I'm in somewhat agreement however you should not give up on a passion. I too stay away from the popular spots at popular times. Fortunately, being retired helps along with having a few local, private spots. I've been satisfied with a lower bird count and better hunting friends which usually creates a quality hunt.


----------



## Retiredducker (Oct 11, 2011)

I get similar feelings around June/July the past few years. At 66 now, can't deny it's a bit more work each year...the mud...lots of walk in hunts to small sloughs....degradation of habitat...I get to thinking that maybe I owe it to my wife to put more of my time, energy and assets into travel with her...places that we have not gotten to yet...however I have a grandson at 13 who needs me to teach him the trade, have a very well trained 2 yr old lab that deserves to be used...and I know as the mornings get cooler & colors start appearing I will have the same primal urges that have driven me all my life...hopefully the good Lord has a few plans left for me.


----------



## pikemaster789 (Aug 21, 2008)

I mean yes the dates can be important but at the end of the day dont let it bother you, you will get out either way. Guys kill ducks on the first, last, and every day in between season. The birds are there. Go out and enjoy yourself. Thats what hunting is about. Make the dates whatever they may, ill be out there. But heck if you enjoy fishing go for it. Or you can find a spot and fish with your gun at your side


----------



## cornfieldbill (Jun 6, 2009)

*Started at 12 years old .73 next click ,I have gave out a few time . But give up not going to happen , I hunted when you could only take 3 ducks a day we had no geese I hunted when you could take 10 ducks a day 2 goose . I don't care when it opens .All I care about is being there .I started hunting in 1952 yes there was a lot of duck .But we had no geese .Its now 2012 maybe 60 years from now you say to your self ,.(Dam thoes were the good old days) So I'm just saying enjoy what we have .I'm sure some day you will say (God just give me 1 more season )God Bless & Good luck *


----------



## goosehunter31 (Sep 22, 2009)

duck hunting is a way of life. without it you'll never feel satisfied there aint no better thing in life then a greenhead cupped up comin down. Yes theres a lot of idiots but killing birds isnt what its about. Find less pressured areas and hunt them. I know for me giving up duck hunting would never be an option I hope i die with a duck call and gun in my hand.


----------



## cornfieldbill (Jun 6, 2009)

goosehunter31 said:


> duck hunting is a way of life. without it you'll never feel satisfied there aint no better thing in life then a greenhead cupped up comin down. Yes theres a lot of idiots but killing birds isnt what its about. Find less pressured areas and hunt them. I know for me giving up duck hunting would never be an option I hope i die with a duck call and gun in my hand.

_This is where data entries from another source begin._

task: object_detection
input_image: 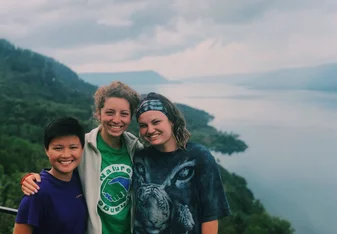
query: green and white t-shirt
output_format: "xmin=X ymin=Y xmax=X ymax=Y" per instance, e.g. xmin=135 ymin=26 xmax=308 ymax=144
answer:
xmin=97 ymin=134 xmax=132 ymax=234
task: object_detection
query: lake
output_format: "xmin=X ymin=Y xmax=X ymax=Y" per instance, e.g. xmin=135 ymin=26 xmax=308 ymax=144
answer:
xmin=133 ymin=83 xmax=337 ymax=234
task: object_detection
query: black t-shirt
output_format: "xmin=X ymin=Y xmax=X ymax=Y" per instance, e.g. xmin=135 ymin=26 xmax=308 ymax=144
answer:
xmin=133 ymin=142 xmax=230 ymax=234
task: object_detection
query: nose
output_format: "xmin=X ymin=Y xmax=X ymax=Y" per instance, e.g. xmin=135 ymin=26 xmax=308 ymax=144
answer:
xmin=62 ymin=148 xmax=71 ymax=158
xmin=112 ymin=114 xmax=121 ymax=123
xmin=147 ymin=124 xmax=155 ymax=134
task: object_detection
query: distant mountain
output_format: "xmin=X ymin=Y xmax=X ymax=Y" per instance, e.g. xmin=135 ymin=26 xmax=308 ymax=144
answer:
xmin=183 ymin=64 xmax=337 ymax=92
xmin=79 ymin=71 xmax=177 ymax=86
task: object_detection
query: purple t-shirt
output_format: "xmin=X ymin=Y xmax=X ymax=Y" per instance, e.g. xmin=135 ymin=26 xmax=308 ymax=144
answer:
xmin=16 ymin=170 xmax=88 ymax=234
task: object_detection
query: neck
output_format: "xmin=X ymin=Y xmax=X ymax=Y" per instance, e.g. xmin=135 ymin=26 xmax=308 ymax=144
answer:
xmin=49 ymin=167 xmax=73 ymax=182
xmin=100 ymin=131 xmax=122 ymax=149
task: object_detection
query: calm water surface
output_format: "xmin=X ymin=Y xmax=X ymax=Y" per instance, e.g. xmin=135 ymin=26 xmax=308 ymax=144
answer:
xmin=135 ymin=84 xmax=337 ymax=234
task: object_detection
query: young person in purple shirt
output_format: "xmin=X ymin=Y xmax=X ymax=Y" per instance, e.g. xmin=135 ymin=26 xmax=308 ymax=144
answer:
xmin=13 ymin=117 xmax=88 ymax=234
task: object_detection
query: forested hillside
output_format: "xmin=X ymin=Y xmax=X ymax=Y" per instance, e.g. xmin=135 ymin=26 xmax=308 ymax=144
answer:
xmin=0 ymin=40 xmax=293 ymax=234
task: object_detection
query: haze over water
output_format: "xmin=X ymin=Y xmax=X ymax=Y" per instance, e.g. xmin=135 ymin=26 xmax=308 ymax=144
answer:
xmin=135 ymin=83 xmax=337 ymax=234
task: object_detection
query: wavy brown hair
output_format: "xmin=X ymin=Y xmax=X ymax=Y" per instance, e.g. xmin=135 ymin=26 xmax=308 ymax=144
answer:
xmin=94 ymin=81 xmax=140 ymax=119
xmin=136 ymin=92 xmax=191 ymax=149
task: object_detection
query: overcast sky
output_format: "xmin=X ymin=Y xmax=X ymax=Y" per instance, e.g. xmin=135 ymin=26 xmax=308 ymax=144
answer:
xmin=0 ymin=0 xmax=337 ymax=79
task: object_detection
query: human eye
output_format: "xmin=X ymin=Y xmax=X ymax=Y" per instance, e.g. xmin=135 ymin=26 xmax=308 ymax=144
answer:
xmin=105 ymin=110 xmax=114 ymax=116
xmin=152 ymin=120 xmax=161 ymax=125
xmin=70 ymin=145 xmax=78 ymax=150
xmin=139 ymin=124 xmax=146 ymax=128
xmin=53 ymin=146 xmax=63 ymax=151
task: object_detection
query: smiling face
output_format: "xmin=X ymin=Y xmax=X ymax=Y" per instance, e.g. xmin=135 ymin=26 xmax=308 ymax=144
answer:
xmin=99 ymin=97 xmax=131 ymax=144
xmin=138 ymin=110 xmax=177 ymax=152
xmin=45 ymin=136 xmax=83 ymax=181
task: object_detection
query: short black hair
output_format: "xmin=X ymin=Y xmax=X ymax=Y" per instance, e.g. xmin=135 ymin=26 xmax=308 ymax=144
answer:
xmin=44 ymin=117 xmax=85 ymax=150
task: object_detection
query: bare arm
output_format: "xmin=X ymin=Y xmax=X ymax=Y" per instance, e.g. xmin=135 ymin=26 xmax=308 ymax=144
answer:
xmin=201 ymin=220 xmax=219 ymax=234
xmin=21 ymin=173 xmax=41 ymax=196
xmin=13 ymin=223 xmax=33 ymax=234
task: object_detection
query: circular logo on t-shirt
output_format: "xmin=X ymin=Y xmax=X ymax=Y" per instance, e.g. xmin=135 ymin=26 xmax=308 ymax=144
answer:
xmin=98 ymin=164 xmax=132 ymax=215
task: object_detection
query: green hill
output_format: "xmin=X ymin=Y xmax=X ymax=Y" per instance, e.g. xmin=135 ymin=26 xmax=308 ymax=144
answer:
xmin=0 ymin=40 xmax=293 ymax=234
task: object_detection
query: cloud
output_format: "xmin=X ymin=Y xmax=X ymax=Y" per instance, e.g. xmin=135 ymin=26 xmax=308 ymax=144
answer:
xmin=0 ymin=0 xmax=337 ymax=78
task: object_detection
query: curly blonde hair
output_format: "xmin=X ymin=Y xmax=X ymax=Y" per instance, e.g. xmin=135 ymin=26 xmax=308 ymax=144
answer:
xmin=94 ymin=81 xmax=140 ymax=119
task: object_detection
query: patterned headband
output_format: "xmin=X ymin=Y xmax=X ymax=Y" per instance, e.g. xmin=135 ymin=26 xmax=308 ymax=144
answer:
xmin=136 ymin=99 xmax=168 ymax=121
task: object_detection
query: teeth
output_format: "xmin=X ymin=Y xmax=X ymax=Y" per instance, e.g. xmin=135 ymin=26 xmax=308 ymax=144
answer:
xmin=61 ymin=161 xmax=72 ymax=164
xmin=149 ymin=134 xmax=159 ymax=138
xmin=109 ymin=125 xmax=121 ymax=129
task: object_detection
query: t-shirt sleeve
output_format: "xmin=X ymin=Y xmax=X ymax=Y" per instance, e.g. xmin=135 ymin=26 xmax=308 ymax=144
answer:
xmin=15 ymin=194 xmax=42 ymax=227
xmin=197 ymin=147 xmax=231 ymax=223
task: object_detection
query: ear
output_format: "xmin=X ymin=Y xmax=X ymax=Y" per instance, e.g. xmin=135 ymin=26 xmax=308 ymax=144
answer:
xmin=44 ymin=148 xmax=49 ymax=158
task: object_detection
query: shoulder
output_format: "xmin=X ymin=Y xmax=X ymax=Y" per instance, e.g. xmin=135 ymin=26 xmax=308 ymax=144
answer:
xmin=186 ymin=142 xmax=215 ymax=164
xmin=186 ymin=141 xmax=210 ymax=154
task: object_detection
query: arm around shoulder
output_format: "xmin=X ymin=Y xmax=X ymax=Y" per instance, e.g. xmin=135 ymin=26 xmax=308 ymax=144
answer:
xmin=13 ymin=223 xmax=34 ymax=234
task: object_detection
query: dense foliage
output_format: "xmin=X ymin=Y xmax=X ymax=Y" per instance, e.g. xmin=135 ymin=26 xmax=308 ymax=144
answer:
xmin=0 ymin=40 xmax=293 ymax=234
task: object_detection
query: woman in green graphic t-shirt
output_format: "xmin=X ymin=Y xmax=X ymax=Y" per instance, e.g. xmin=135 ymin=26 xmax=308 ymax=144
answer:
xmin=22 ymin=82 xmax=142 ymax=234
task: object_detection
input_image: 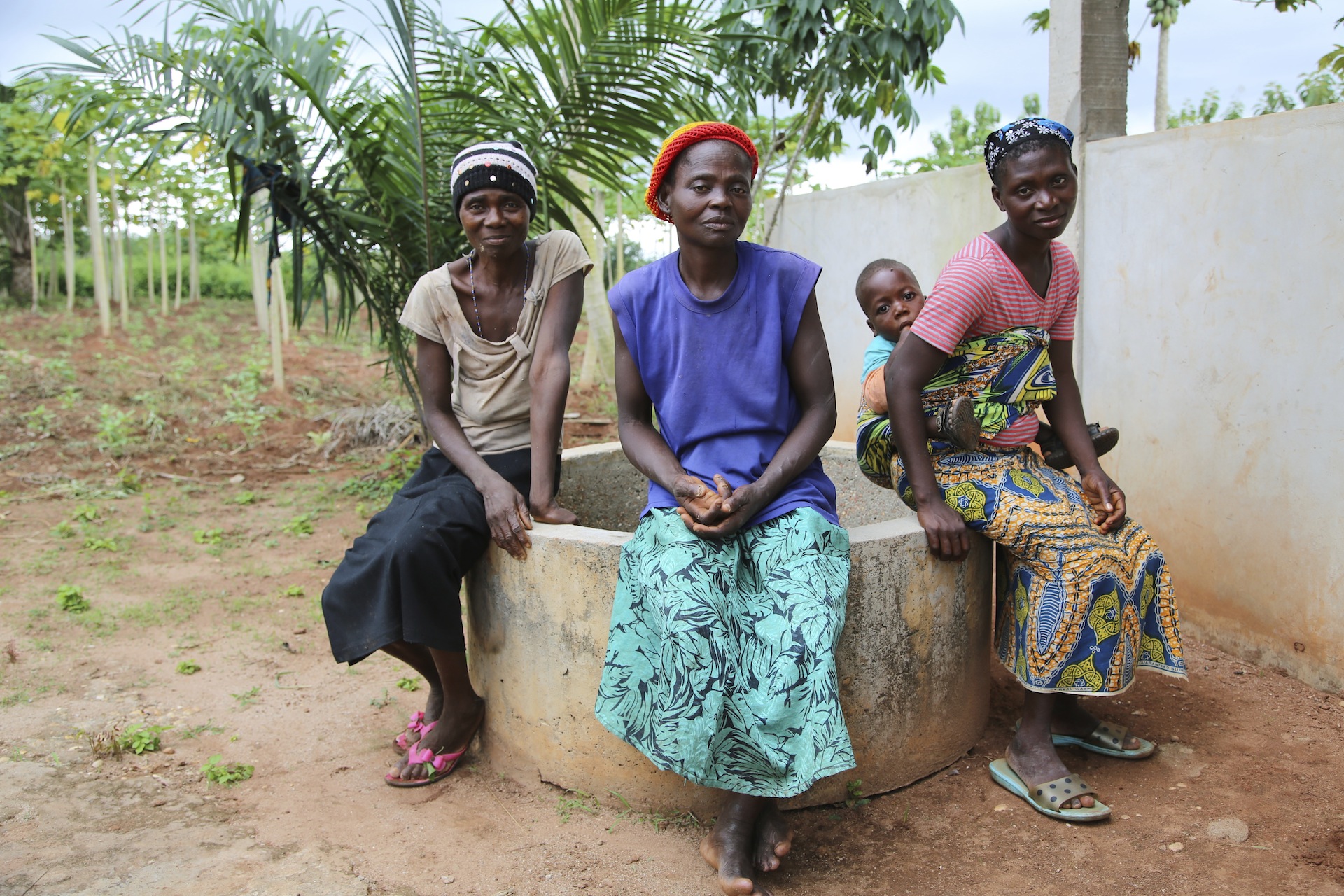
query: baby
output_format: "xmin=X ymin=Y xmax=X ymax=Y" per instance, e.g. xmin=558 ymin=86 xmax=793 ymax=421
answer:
xmin=855 ymin=258 xmax=1119 ymax=470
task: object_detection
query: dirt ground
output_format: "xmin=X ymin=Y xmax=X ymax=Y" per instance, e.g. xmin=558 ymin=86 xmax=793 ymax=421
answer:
xmin=0 ymin=305 xmax=1344 ymax=896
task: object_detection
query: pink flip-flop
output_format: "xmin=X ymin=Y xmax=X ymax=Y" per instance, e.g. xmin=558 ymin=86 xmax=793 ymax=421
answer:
xmin=393 ymin=709 xmax=434 ymax=752
xmin=383 ymin=741 xmax=466 ymax=788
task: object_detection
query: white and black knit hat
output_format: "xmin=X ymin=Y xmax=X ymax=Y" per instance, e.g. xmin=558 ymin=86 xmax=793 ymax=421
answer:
xmin=453 ymin=140 xmax=536 ymax=214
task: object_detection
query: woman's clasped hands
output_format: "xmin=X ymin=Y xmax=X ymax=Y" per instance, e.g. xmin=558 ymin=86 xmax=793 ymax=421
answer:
xmin=479 ymin=477 xmax=578 ymax=560
xmin=672 ymin=473 xmax=766 ymax=539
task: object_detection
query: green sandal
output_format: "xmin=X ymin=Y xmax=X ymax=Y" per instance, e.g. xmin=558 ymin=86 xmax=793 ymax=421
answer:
xmin=989 ymin=759 xmax=1110 ymax=822
xmin=1050 ymin=722 xmax=1157 ymax=759
xmin=1017 ymin=719 xmax=1157 ymax=759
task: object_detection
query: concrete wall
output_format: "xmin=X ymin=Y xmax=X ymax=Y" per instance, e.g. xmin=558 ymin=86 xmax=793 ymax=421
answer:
xmin=777 ymin=105 xmax=1344 ymax=689
xmin=1082 ymin=105 xmax=1344 ymax=689
xmin=771 ymin=165 xmax=1002 ymax=440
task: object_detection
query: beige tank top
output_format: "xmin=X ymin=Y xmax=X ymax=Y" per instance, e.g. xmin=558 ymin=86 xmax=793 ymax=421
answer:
xmin=400 ymin=230 xmax=593 ymax=454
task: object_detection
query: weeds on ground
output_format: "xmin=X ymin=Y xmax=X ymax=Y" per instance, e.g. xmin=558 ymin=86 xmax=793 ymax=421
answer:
xmin=191 ymin=529 xmax=225 ymax=544
xmin=57 ymin=584 xmax=89 ymax=612
xmin=555 ymin=790 xmax=601 ymax=823
xmin=340 ymin=447 xmax=422 ymax=505
xmin=219 ymin=360 xmax=277 ymax=443
xmin=593 ymin=790 xmax=703 ymax=833
xmin=844 ymin=779 xmax=872 ymax=808
xmin=117 ymin=724 xmax=172 ymax=756
xmin=94 ymin=405 xmax=136 ymax=456
xmin=200 ymin=752 xmax=254 ymax=788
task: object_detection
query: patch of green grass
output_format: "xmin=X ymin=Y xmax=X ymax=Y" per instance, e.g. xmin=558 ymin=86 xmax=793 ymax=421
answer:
xmin=85 ymin=535 xmax=120 ymax=554
xmin=57 ymin=584 xmax=89 ymax=612
xmin=844 ymin=779 xmax=872 ymax=808
xmin=94 ymin=405 xmax=136 ymax=456
xmin=200 ymin=752 xmax=254 ymax=788
xmin=117 ymin=724 xmax=172 ymax=756
xmin=555 ymin=790 xmax=599 ymax=823
xmin=279 ymin=513 xmax=313 ymax=539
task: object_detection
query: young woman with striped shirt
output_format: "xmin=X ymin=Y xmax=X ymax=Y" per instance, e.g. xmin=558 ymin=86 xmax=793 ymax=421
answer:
xmin=886 ymin=118 xmax=1185 ymax=821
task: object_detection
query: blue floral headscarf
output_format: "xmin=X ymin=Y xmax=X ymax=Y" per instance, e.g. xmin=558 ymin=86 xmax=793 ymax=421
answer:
xmin=985 ymin=115 xmax=1074 ymax=178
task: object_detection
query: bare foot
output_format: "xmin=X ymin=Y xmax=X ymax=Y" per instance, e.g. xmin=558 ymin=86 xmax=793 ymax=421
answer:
xmin=700 ymin=794 xmax=773 ymax=896
xmin=751 ymin=802 xmax=793 ymax=871
xmin=1005 ymin=731 xmax=1097 ymax=808
xmin=1050 ymin=697 xmax=1140 ymax=750
xmin=388 ymin=699 xmax=485 ymax=780
xmin=425 ymin=681 xmax=444 ymax=722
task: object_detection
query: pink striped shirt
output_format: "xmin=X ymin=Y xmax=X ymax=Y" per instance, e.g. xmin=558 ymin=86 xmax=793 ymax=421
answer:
xmin=910 ymin=234 xmax=1079 ymax=447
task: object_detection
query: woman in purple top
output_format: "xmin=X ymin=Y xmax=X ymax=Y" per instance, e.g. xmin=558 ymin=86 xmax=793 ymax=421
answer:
xmin=596 ymin=122 xmax=853 ymax=896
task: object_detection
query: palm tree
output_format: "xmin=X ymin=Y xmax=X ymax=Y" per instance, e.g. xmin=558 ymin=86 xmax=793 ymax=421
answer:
xmin=57 ymin=0 xmax=715 ymax=419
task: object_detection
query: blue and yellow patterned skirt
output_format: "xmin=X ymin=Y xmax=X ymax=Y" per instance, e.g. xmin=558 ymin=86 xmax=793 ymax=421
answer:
xmin=596 ymin=509 xmax=853 ymax=798
xmin=856 ymin=328 xmax=1185 ymax=694
xmin=894 ymin=447 xmax=1185 ymax=696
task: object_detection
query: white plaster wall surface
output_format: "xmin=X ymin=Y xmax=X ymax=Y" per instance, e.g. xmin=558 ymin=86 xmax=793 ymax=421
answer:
xmin=771 ymin=165 xmax=1002 ymax=440
xmin=1082 ymin=105 xmax=1344 ymax=689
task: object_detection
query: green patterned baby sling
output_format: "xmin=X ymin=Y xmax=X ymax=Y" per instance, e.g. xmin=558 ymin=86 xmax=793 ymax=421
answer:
xmin=855 ymin=326 xmax=1055 ymax=489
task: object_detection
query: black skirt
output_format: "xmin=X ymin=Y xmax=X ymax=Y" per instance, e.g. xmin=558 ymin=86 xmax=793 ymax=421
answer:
xmin=323 ymin=447 xmax=535 ymax=665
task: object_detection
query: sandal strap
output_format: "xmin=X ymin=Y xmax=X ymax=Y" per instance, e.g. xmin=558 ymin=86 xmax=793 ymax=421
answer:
xmin=1087 ymin=722 xmax=1129 ymax=750
xmin=1027 ymin=775 xmax=1097 ymax=811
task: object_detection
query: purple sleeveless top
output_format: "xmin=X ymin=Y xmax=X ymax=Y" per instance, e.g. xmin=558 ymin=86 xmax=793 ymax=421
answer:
xmin=608 ymin=241 xmax=839 ymax=525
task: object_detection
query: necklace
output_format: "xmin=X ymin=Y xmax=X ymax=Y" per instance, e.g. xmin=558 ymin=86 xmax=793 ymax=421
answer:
xmin=466 ymin=241 xmax=532 ymax=339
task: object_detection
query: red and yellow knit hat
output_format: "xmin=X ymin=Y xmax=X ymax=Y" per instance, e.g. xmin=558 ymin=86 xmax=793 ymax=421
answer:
xmin=644 ymin=121 xmax=760 ymax=220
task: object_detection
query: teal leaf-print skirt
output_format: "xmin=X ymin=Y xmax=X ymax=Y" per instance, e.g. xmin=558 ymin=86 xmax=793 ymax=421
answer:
xmin=596 ymin=507 xmax=853 ymax=798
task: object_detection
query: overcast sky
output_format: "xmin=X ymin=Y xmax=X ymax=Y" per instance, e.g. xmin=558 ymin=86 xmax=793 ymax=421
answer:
xmin=0 ymin=0 xmax=1344 ymax=186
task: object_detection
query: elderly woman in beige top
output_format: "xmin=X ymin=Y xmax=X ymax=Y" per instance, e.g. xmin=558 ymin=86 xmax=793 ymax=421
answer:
xmin=323 ymin=142 xmax=593 ymax=788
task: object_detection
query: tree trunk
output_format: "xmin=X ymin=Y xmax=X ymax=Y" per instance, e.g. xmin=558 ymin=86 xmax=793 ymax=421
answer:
xmin=575 ymin=177 xmax=615 ymax=390
xmin=266 ymin=252 xmax=285 ymax=392
xmin=172 ymin=215 xmax=181 ymax=312
xmin=247 ymin=190 xmax=270 ymax=336
xmin=159 ymin=203 xmax=168 ymax=317
xmin=60 ymin=181 xmax=76 ymax=312
xmin=762 ymin=92 xmax=825 ymax=246
xmin=1153 ymin=25 xmax=1170 ymax=130
xmin=145 ymin=230 xmax=155 ymax=307
xmin=187 ymin=206 xmax=200 ymax=302
xmin=23 ymin=191 xmax=42 ymax=310
xmin=270 ymin=255 xmax=289 ymax=345
xmin=89 ymin=146 xmax=111 ymax=337
xmin=108 ymin=162 xmax=130 ymax=329
xmin=253 ymin=190 xmax=285 ymax=392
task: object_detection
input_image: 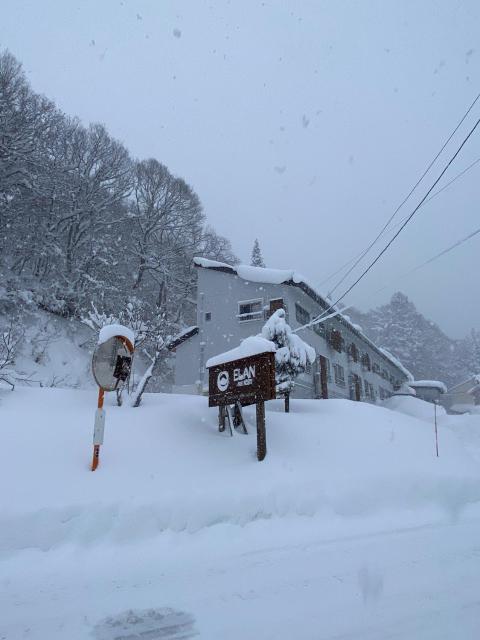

You got that right .I sure a hell want to go in a corn field and old man .Then some very old SOB in and old folks home :yikes:And I dam well better have Camo on when they come to see me LOL:lol:


----------



## goosehunter31 (Sep 22, 2009)

cornfieldbill said:


> You got that right .I sure a hell want to go in a corn field and old man .Then some very old SOB in and old folks home :yikes:And I dam well better have Camo on when they come to see me LOL:lol:


you bet ur ass on that


----------



## BangBangBang (Mar 30, 2011)

goosehunter31 said:


> you bet ur ass on that


i second that


----------



## slammer (Feb 21, 2006)

I gave up in the mid 90's when guys started going out at 2:30 in the morning to set up. I've been back for 7 or 8 years and can't believe some of the crap I've seen and heard. From losers setting up on top of us to reading about guys being chastised for leasing fields.
Im glad to be back in the marsh but its more for the dogs and kids than anything else.
_Posted via Mobile Device_


----------



## decoy706 (Jul 28, 2006)

I turned 65 this past year and with a bad heart can't get out but at the Festival I got alot of offers to get me out and back in the game I really love. Guys I going to take you up on it :lol::lol::lol:


----------



## gilgetter (Feb 28, 2006)

Let the B-tards get you down, go where they aint. I have spots all over southern mich, I can go take a couple ducks, most of the time its just me, and who I bring with me. there out there, just takes some boot work.


----------



## oldsalt mi (Oct 5, 2010)

I enjoy so much more then the killing side of it . You my just find a little place when out fishing or smallgame hunting. And that is truly what I hope you do.


----------



## JOHNNY A (Mar 6, 2010)

William H Bonney said:


> It's in my blood,, so I doubt I'll ever give it up... However, I do find myself making less and less hunts every year,, mostly because of the idiots in the marsh. I no longer hunt opening day, or the late 2 day...
> 
> Patternmaster chokes (making guys think 60 yard passing shots are the norm)
> 
> ...


I'm sure you never did any of that. Sorry other guys killed your drive. I guess that's more spots and birds for me then EH.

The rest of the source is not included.